An on-market buy-back is when a company purchases its own shares on the exchange. That can raise earnings per share since there are fewer shares, but it doesn’t change its exposure to coal prices or costs.
Whitehaven’s coal peers didn’t move together. Yancoal Australia fell 2.01% to A$6.83. New Hope edged higher, up 0.49% at A$6.11, data from Google Finance and Intelligent Investor showed.
Coal prices moved higher even as the stock reaction lagged. Trading Economics put coal at $151.25/tonne on June 8, up 1.68% for the day and up 15.59% in the last month. That price reflects a contract for difference, which is a derivative tracking the benchmark, not a physical shipment.
Whitehaven is a major listed coal miner in Australia, with mines in New South Wales and Queensland. The company produces both thermal coal for power and metallurgical coal for steel. Reuters puts its key assets at Maules Creek, Narrabri, Blackwater and Daunia.

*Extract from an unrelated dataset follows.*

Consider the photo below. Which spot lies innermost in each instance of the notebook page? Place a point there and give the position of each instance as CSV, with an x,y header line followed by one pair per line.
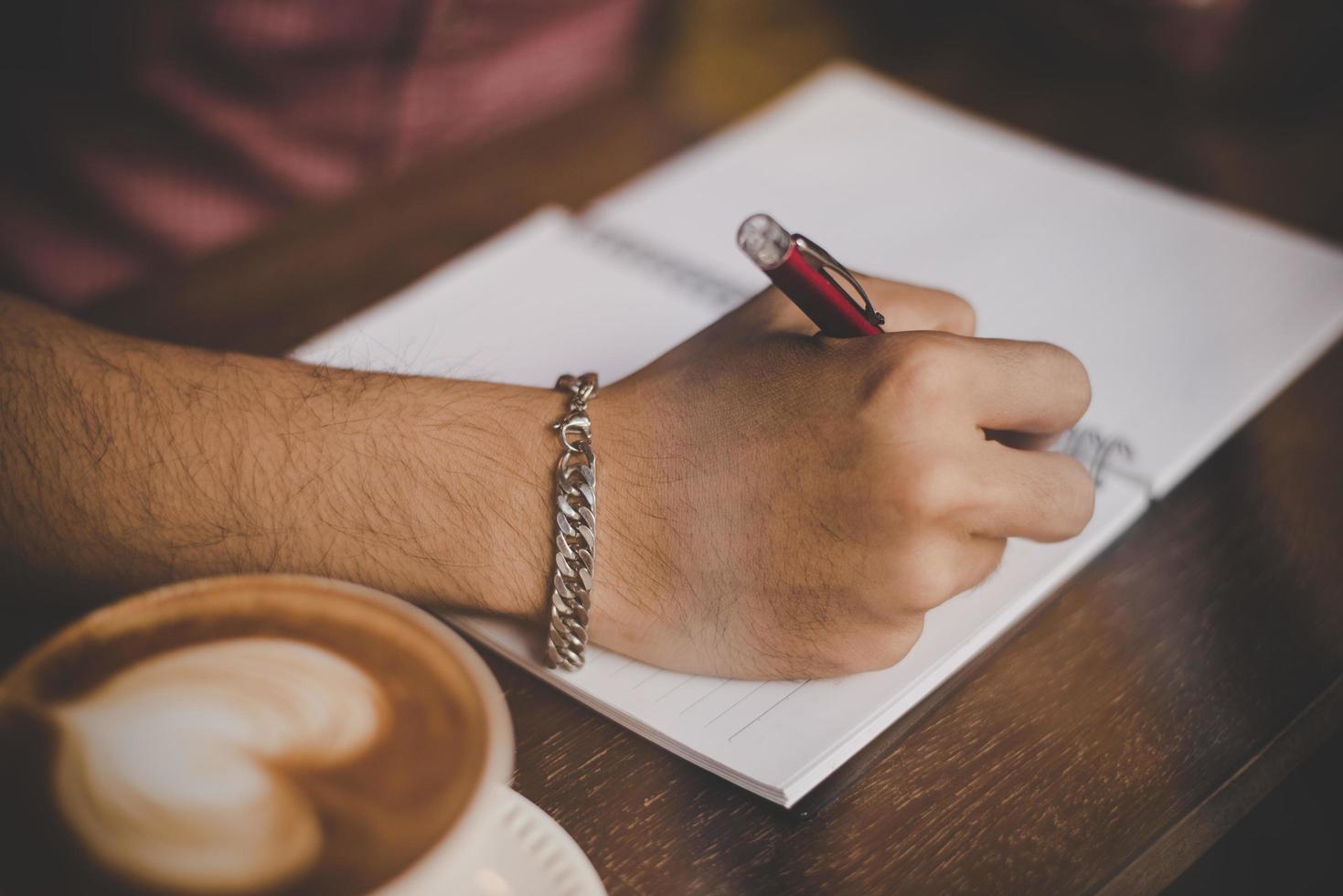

Whitehaven’s last quarterly update in April gave investors a clearer view of the business. The company reported 9.5 million tonnes of managed run-of-mine coal output for the March quarter, matching the Visible Alpha consensus figure. The average realised coal price moved up to A$207 a tonne from A$190 a tonne the previous quarter, according to Reuters citing Mining Weekly. CEO Paul Flynn said at the time: “Higher thermal coal prices are more than offsetting the impact of higher diesel costs.” Mining Weekly
Macro signals were mixed. NAB chief economist Sally Auld told Reuters the bank does not see the Reserve Bank of Australia hiking rates in August. “The next move in the cash rate is likely to be down, but the timing is uncertain,” she said. Investors often see lower rate bets as good for stocks. Still, miners ended in the red on Tuesday. Business Recorder
Whitehaven’s buy-back is limited, but coal prices and costs keep moving. If coal prices drop, steel demand in China stays soft, or bad weather in Queensland hits production again, one of the main props for the stock’s big rally over the past 12 months could fall away.
Whitehaven’s investor calendar lists the June-quarter production report for July 28, with full-year FY26 results expected Aug. 19.